From Sonic Retro

Sonic Retro emblem.svg The main article for this category is Sonic hacks...
Knuckles the Echidna in Sonic the Hedgehog is a hack that allows a player to play as Knuckles the Echidna in Sonic the Hedgehog, a feature that Sega intended to be possible using Lock-On Technology, but ultimately removed due to technical problems.

Sonic hacks are altered versions of Sonic the Hedgehog games that have been edited through the process of ROM Hacking. From the emergence of Cyan Helkaraxe's Sonic 1 Beta Hoax in 1999, the production of hacks has been a vital part of the Sonic research community and scene. Starting with the early documents penned by Cyan and saxman, to the Nemesis guides, the Sonic Community Hacking Guide, and beyond, researchers have used their understanding of the Sonic games to alter them in various ways. While earlier hacks were simple, such as minor palette changes, a number of hacks today are very complex. Over time, as the scene learns more about the underlying code behind the ''Sonic the Hedgehog series, the extent of these modifications has expanded. Modifications now include:

  • palette changes
  • sprite changes
  • major art (title screen, HUD, et al.) changes
  • level art changes and original level layouts
  • music and sound changes
  • importation of levels from other games
  • changes in movement engines or bosses
  • original concepts and gameplay styles

Today, with the assistance of hex editors, disassemblies and specific Sonic Hacking Utilities, fans have been creating more extensive modifications.

Hacks in the Sonic community are now usually distributed as full ROMs.
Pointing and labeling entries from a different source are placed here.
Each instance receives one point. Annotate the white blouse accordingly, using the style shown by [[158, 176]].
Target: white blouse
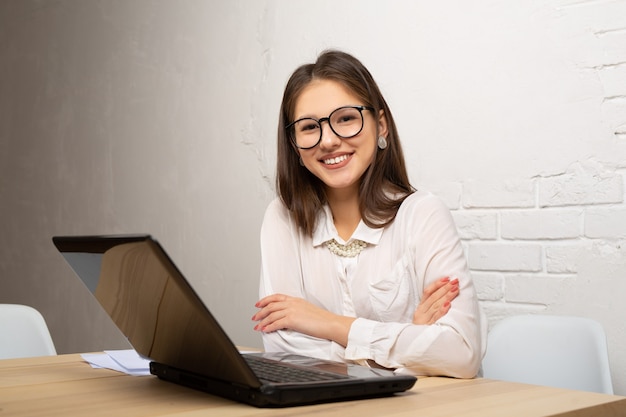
[[382, 287]]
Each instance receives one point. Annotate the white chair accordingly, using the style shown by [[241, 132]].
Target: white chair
[[23, 333], [558, 351]]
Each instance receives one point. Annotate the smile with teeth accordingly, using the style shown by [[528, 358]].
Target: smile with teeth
[[333, 161]]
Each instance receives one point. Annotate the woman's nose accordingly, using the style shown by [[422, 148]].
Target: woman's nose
[[329, 138]]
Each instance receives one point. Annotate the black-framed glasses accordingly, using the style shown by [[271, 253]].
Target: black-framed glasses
[[345, 122]]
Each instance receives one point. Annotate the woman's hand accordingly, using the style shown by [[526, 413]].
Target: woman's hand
[[279, 312], [436, 301]]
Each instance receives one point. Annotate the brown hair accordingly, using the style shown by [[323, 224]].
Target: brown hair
[[383, 186]]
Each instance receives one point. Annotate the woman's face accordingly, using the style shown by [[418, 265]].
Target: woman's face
[[338, 163]]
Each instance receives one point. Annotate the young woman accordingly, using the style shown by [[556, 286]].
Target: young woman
[[356, 264]]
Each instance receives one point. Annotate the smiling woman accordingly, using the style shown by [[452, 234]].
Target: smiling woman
[[356, 264]]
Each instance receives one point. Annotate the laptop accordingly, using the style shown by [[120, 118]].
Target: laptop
[[156, 308]]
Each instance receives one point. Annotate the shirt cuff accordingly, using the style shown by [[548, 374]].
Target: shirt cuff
[[360, 340]]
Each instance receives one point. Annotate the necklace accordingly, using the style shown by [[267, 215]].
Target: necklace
[[350, 250]]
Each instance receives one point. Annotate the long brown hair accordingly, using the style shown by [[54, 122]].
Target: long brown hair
[[384, 185]]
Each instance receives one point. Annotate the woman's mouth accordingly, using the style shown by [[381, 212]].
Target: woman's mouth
[[336, 160]]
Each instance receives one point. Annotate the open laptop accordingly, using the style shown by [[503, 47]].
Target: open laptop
[[156, 308]]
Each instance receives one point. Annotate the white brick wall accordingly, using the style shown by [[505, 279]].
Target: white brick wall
[[526, 241]]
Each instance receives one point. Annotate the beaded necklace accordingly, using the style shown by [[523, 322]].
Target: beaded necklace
[[350, 250]]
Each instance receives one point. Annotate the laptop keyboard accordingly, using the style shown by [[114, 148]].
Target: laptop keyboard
[[278, 372]]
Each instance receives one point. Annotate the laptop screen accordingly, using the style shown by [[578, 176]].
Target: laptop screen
[[153, 305]]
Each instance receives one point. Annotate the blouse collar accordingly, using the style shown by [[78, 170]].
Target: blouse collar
[[325, 230]]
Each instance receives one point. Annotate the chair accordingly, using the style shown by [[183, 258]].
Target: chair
[[23, 333], [558, 351]]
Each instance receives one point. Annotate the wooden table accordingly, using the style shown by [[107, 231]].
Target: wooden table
[[66, 386]]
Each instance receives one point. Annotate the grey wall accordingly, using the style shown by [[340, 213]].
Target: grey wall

In the past, IPS patches were used, since these are usually much smaller than a full ROM and were, therefore, easier to distribute in a time when dial-up was widely used. It was also believed, that since patches do not contain any copyrighted code, it was not illegal to distribute one. This format fell out of use when split disassemblies became available as a way to edit game data, and when dial-up was being replaced by faster broadband connections. The massive shifts in the ROM that can result from reassembly made IPS patches very large, and they would often contain a good volume of code anyway, thus eliminating the alleged legal advantage. Though saxman's RXL patch format was designed to replace IPS, it quickly faded into obscurity along with its predecessor. Another format, [1], takes shifted data into account, resulting in much smaller patches. (Note that xdelta-1.x used the original format known as xdelta; xdelta-3.x uses the standard VCDIFF format.)